A Brief Summary of “Body Ritual Among the Nacirema”
A Brief Summary of “Body Ritual Among the Nacirema”
In “Body Ritual Among the Nacirema”, Horace Miner explores the unique body ritual of the Nacirema that represents the extreme cruelty to which human behavior can go. Nacirema, as an ancient tribe inhabited between Canadian Cree, establishes a unique culture of special ritual activity. The human body is viewed as ugly and the resource of debility and disease. So in order to avert these characteristics, people of this tribe have to use the power of ritual and ceremony with the help of shrines. The daily body ritual performed by everyone includes a mouth-rite because people of this tribe have a pathological horror of and fascination with the mouth.

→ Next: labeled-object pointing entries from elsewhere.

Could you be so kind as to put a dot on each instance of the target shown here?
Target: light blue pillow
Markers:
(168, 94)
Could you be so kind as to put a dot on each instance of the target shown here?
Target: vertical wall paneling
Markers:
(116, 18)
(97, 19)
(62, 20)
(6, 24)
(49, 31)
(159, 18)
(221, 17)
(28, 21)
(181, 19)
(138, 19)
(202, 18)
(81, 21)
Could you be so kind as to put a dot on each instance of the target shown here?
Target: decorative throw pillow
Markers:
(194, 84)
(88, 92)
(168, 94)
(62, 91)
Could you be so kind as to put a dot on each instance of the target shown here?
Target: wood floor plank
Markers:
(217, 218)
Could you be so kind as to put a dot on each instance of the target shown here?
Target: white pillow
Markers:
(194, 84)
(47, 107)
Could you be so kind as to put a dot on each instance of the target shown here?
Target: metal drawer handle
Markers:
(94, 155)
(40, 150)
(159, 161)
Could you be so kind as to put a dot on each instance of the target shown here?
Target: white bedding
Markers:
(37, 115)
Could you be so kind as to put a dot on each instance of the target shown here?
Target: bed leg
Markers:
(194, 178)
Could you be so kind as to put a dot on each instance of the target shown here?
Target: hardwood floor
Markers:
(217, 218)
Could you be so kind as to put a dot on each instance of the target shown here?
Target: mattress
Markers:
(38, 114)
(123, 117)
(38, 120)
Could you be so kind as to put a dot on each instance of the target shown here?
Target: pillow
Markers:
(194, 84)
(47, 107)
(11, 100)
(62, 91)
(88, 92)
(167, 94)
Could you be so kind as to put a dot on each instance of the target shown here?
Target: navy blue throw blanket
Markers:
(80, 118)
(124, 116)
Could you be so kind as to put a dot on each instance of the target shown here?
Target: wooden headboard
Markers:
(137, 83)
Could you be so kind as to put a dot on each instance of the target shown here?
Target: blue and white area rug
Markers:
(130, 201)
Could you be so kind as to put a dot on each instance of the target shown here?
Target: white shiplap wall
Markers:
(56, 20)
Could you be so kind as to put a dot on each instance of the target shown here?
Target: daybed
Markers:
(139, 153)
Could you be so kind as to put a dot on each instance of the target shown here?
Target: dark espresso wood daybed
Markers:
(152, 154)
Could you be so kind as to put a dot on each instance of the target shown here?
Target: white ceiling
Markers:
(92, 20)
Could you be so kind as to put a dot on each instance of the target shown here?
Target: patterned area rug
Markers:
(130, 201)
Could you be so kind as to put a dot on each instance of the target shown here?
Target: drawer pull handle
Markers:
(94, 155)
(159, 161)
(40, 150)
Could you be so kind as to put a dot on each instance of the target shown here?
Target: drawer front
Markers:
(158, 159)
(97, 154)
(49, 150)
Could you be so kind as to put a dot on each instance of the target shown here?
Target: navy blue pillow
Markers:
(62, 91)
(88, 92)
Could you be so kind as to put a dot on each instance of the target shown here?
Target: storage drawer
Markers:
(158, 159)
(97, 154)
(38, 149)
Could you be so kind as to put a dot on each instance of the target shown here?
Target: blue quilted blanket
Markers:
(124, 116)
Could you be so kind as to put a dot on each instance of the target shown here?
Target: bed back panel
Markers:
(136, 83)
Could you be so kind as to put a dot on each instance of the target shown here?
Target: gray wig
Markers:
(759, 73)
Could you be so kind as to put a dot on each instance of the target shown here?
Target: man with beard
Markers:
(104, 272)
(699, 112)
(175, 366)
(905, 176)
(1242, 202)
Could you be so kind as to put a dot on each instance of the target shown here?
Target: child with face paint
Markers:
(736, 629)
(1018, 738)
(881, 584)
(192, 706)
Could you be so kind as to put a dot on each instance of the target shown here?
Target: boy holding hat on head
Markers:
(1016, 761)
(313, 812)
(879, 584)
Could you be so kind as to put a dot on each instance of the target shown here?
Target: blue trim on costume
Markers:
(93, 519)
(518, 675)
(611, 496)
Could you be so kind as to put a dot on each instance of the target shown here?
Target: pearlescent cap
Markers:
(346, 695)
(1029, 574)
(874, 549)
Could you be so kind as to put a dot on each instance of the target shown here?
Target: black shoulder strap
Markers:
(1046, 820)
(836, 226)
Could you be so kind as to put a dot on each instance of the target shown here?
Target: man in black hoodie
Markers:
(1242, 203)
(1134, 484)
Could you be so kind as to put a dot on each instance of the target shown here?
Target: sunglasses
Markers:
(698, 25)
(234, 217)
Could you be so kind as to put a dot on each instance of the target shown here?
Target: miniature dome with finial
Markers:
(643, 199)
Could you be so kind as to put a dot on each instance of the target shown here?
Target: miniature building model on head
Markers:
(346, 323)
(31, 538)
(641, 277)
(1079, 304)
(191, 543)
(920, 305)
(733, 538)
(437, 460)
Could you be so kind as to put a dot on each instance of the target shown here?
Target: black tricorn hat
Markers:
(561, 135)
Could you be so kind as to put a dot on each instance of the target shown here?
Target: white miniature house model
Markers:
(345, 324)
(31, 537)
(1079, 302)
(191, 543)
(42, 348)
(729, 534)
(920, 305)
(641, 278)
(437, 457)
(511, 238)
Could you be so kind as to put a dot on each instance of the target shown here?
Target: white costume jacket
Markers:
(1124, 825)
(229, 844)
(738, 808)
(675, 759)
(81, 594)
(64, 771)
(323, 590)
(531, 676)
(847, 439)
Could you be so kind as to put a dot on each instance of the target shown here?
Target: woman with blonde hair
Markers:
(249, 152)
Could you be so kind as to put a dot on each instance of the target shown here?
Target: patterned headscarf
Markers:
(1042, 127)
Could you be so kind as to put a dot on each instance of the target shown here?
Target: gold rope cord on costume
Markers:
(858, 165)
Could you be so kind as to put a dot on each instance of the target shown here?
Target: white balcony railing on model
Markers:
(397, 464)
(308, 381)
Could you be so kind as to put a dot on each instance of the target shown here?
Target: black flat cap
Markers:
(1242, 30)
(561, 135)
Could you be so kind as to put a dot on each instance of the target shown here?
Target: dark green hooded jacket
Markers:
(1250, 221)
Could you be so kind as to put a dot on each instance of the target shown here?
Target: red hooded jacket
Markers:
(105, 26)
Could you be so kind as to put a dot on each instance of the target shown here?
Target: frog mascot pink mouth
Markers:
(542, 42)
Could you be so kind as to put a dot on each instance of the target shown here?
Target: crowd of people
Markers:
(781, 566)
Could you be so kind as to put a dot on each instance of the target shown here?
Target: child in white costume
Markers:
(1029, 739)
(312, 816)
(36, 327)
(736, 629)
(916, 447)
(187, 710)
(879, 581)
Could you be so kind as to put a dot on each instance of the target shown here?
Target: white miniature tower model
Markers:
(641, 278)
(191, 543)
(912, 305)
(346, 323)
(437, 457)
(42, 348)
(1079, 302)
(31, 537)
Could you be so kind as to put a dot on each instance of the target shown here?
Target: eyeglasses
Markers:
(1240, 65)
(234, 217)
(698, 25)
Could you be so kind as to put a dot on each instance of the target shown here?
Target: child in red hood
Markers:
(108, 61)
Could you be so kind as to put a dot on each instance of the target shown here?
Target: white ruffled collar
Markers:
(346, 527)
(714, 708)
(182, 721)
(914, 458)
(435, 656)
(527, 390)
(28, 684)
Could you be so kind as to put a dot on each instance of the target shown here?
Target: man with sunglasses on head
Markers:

They believe that the condition of the mouth has a supernatural influence on their social relationships. Besides, people seek out a holy-mouth man once or twice a year to put some magical materials in the hole of their teeth in order to arrest decay and draw friends. The body ceremony is mostly applied to men due to its cruelty and men’s superiority in the society. If people get very sick, they will be arranged to receive treatments in the medicine men’s temples, also known as latipso. The latipso ceremonies are very harsh, and people probably die during the ceremony. However, adults are still eager to undergo this ritual purification if they could afford. The treatment ceremony involves asking patients to be naked, enduring the discomfort and torture, eating magical substances that are supposed to heal them, receiving needles into their flesh, etc. This ceremony is full of torture and pain and with little practical functions to cure the patient, but people’s faith in the medicine men never shakes. The other kind of practitioner is known as “listener”, a witch-doctor that is supposed to have the power to help the bewitched people after hearing their troubles and pains. Other cruel ritual practices include changing the body shape of people by cruel methods, serious limits of intercourse, forbidding women to nurse their infants, etc. It is hard to understand how the Nacirema people have managed to exist so long with the cruelty and torture of the ritual ceremonies they believe. But such exotic customs may provide spiritual support for them to conquer the practical difficulties in life and help them to advance their civilization.